JTF (just the facts): A total of 19 color photographs, framed in black and unmatted, and hung against white walls in the three connected spaces of the gallery and the office area. All of the works are chromogenic prints, made between 2007 and 2018. Physical sizes range from roughly 30×40 to 40×60 inches (or reverse), and all of the prints are available in editions of 9+2AP. (Installation shots below.)
A monograph of Heck’s work, entitled Old Future, was published in 2017 by Abrams.
Comments/Context: Developing a recognizable artistic voice in a crowded commercial field like fashion photography isn’t easy, particularly because of the genre’s inherent structural constraints. In nearly every assignment, the subject is, by definition, a model wearing (or at least showing off) the featured clothing. In the early days of the genre, up close simplicity and refined elegance were the most common motifs applied to this artistic challenge; of late, increasingly elaborate, exotic, and in some cases, exaggerated narratives, storylines, and settings have surrounded the looks, expanding the range of visual possibilities. But while fashion photographers (and stylists) continue to use their aesthetic ingenuity to expand the field in surprisingly bold directions, very few seem to successfully draw the attention of the fine art side of the photographic house.
This tightly edited selection of recent work by Erik Madigan Heck provides ample explanation for why he has been able to cross over. In a certain way, Heck is a purist, in that his images resolutely put the clothes at the center of the artistic expression – they are the stars of his pictures and everything in his compositions revolves around or is inspired by the fashions. Using the colors, designs, patterns, and formal qualities of the clothes as his primary guide, he constructs setups (both in the studio and outdoors) that isolate and feature those details, both forcing us to pay attention to the specifics and using them as an aesthetic jumping off point for his own innovations.
One important way Heck aims our focus at the clothes is by minimizing our natural interest in the model’s face. In most of the images in this show, the model is deliberately turned away (the series is called Without a Face), effectively making her anonymous and preventing us from looking to her facial expression for clues to a narrative. In the few pictures where we do see a face, it is always in profile, in the process of rotating away, or obscured by hair, an elaborate hat, the edge of a coat, or the blur of movement. This choice rebalances the forces that control how we react to a fashion photograph, pushing us away from centering on stories, situations, people, and emotions and pulling us toward lively visual play with color, pattern, and formal abstraction. These pictures pare away potential distractions and deliver their punch with exacting precision.

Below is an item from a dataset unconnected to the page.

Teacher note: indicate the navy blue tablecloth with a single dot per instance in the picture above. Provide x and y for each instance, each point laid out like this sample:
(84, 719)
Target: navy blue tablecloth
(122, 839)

When the clothes have elaborate patterns (like showy flowers, hand painted scenes, or butterflies, for example), Heck lets them deliver the interest, with matching flat colored backdrops and smartly chosen hats or hairpieces selected to complement the fabrics. In a few images, he adds a bit of whimsy with actual (not digital) butterflies floating through the air, creating a back and forth dialogue between pattern and insect. In others, he pairs polka dots of different sizes to create visual contrast in an otherwise Renaissance-style side view, turns the red flowers on a dress into paper cutouts that dapple the floor like fallen leaves, and extends the mod swoops of red and black on a dress out like gestural drips of paint that echo the colors of playing cards.
When the fabrics and silhouettes are simpler, his compositions become more formal and architectural, often jolted by a pop of color or an imbalance of proportion. A bold twist of black and white striping is surrounded by enveloping red, a white ensemble is set off by red socks, and a sculptural dress of white spots on black is matched with a bulbous doubled hat. Heck continues the hat theme with a pair of oversized blue hats that alternately complement soft drapery and shimmery pink silk, the bold forms encouraging an inspection of textures. All of these works would do particularly well printed extra large like monumental paintings, assuming they could handle the enlargement without becoming grainy, as Heck’s painterly compositions have a robust, almost graphic presence that amply fills the frame.
A few works find Heck venturing outside, where he exchanges the minimalism of the studio for the expressiveness of the outdoors. The dresses still dictate the color palettes and the thematic approaches, but the views are much more expansive and ethereal, with small figures twirling in the heath or wandering through wildflowers. While we might try for a moment to reach for a fairy-tale style narrative thread in these pictures, mostly what we see are broader impressions, with dots of red flowers reflected in a nearby pond and matched by a dress or windswept layers of fabric in orange and yellow (and a dash of auburn hair) repeated by the soft colors of scrubby hills in the warm light of the afternoon.
In a genre where surface glamour is a given, Heck finds a way to put his own distinctly vivid spin on romance. His compositions loosely allude to the history of art, but still feel remarkably fresh and current. Letting the inherent moods of the gowns inhabit the setups, he’s able to handle both soft and hard, sleek and lush, with seemingly equal success. This leads to a show with remarkable image to image consistency, a signal that he’s found an artistic groove that is both authentically personal and powerfully flexible.
Collector’s POV: The prints in this show range in price from $11000 to $16000. Heck’s work has little secondary market history at this point, so gallery retail likely remains the best option for those collectors interested in following up.